I don't remember who, but they pointed out MSB and I was like wuh-oh WORA (lol). However, I found it to be more a community. I'm not in any 'in crowds' and I don't think I'm avoided. Or maybe I'm not self-aware enough for that. This site helped me to answer my questions about Arx (which is the only game I play) and helped me when players were creepy to me.
I am a non-reporter. My stories are on here. It exists. However, my style is avoidant and it serves my RL trauma (and internet ones) how it needs to. I was encouraged to talk about my issues with people here. That was amazing. It helped me see I was not in the wrong even when being gaslit. I got on a board that talked about ADHD and realized that some of my 'issues' could link back to that. As someone who's very private about their RL, this was a stretch for me to put things out there. However, the community embraced it. They answered questions I was too nervous to ask. It led me to a RL diagnosis that has helped my life extremely. Those things might not have happened without this board in place.
Then the admin shift happened. The bannings happened. Other boards were created. Posts were made. Comments were made. We know, we've gone through it. I stayed on both boards because I do truly paint the world with rose-tinted optimism and think everyone deserves chances. I believe people are not the situation they are in, they are people. People evolve good and bad and that we just have to understand what they are going through. This is just my belief nothing more. I have checked up on people through here when times were rough. I have continued to watch and my activity has gone down on both boards.
It's because I'm saddened by the aftermath of all things that have transpired.
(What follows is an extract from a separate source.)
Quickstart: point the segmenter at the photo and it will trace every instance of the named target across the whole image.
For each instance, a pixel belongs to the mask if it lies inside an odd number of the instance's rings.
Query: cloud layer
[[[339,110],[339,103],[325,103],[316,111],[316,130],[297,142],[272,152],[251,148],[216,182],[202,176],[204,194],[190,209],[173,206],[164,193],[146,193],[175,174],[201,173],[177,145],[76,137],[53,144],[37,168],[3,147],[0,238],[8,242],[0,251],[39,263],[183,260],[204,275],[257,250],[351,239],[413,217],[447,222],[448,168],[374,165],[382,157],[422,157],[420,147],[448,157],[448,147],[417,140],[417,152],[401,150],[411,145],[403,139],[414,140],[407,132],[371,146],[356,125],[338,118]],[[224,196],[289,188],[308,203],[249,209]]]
Now, I'm not popular (and I'm okay with this mostly), so my comments aren't going to have an effect. I fully know that and I'm okay with it. My hope is maybe something said sparks something to cause one to be a little more self-aware of perception over intention.
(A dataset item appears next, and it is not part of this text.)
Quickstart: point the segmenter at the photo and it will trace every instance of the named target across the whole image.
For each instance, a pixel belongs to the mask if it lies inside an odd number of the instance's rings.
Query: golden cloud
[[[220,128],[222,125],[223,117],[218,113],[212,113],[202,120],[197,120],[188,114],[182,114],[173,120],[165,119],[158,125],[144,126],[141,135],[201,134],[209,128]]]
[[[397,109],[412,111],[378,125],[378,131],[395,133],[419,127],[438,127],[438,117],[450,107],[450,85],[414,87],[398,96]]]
I've watched the debates on this board. I've watched the comments. I've witnessed the upvotes, the 'tone' of the things stated, I've watched the reactions to everything. I've seen the trends. To be honest, I don't think EITHER of the boards or ANY of the people on them are truly malicious in their posts here. I believe they are speaking their versions of everything.
However
I am disheartened that admin here are showing a clear bias towards each other. That they are shutting down comments that are directed at them. That there are a few posters here that are savagely aggressive in their comments. That thoughts, feelings, statements are being brushed aside and painted with an overall us vs them mentality. I'm not going to name names or posters. If you are involved you know. That's good enough.
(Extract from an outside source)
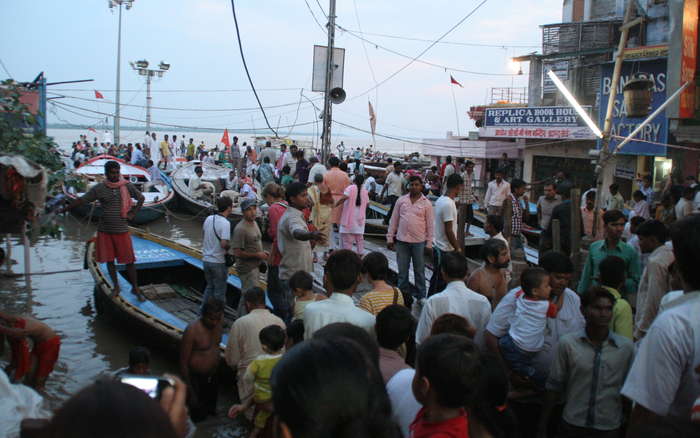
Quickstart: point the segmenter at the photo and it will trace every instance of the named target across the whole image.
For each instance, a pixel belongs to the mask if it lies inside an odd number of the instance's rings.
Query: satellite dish
[[[343,103],[345,101],[345,90],[340,87],[336,87],[331,90],[331,102],[335,104]]]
I am going to step back from this board. I am not deleting myself yet. I am not sure what decisions I'm going to make. I don't believe in making them in the heart of the moment. My absence is not going to be felt, but for me --- I felt a need to make the post stating I'll be stepping back and why.
I do, honestly, wish everyone that reads this the best. I do. However, I don't think anyone is seeing the toxic nature of the posts happening here by those that are staying too. I think they are reacting (which is their right) and not pausing enough to realize how they are being perceived. I fully admit and believe it is not what they intend, but how it is coming across in a text based medium.
Anyways - thank you to the board for the things I needed when I needed them most. I'll take some time to see how I feel, but I do truly and heartfully wish everyone the best. We have so many options in life and we should strive to take the option of kindness.
Thank you for the RP (I play Esme - love her or hate her - primarily). Thank you for the laughter. Thank you for sharing lives and stories and information.
In closing to my very long post --- Please be kind to one another and also, most importantly, to yourselves.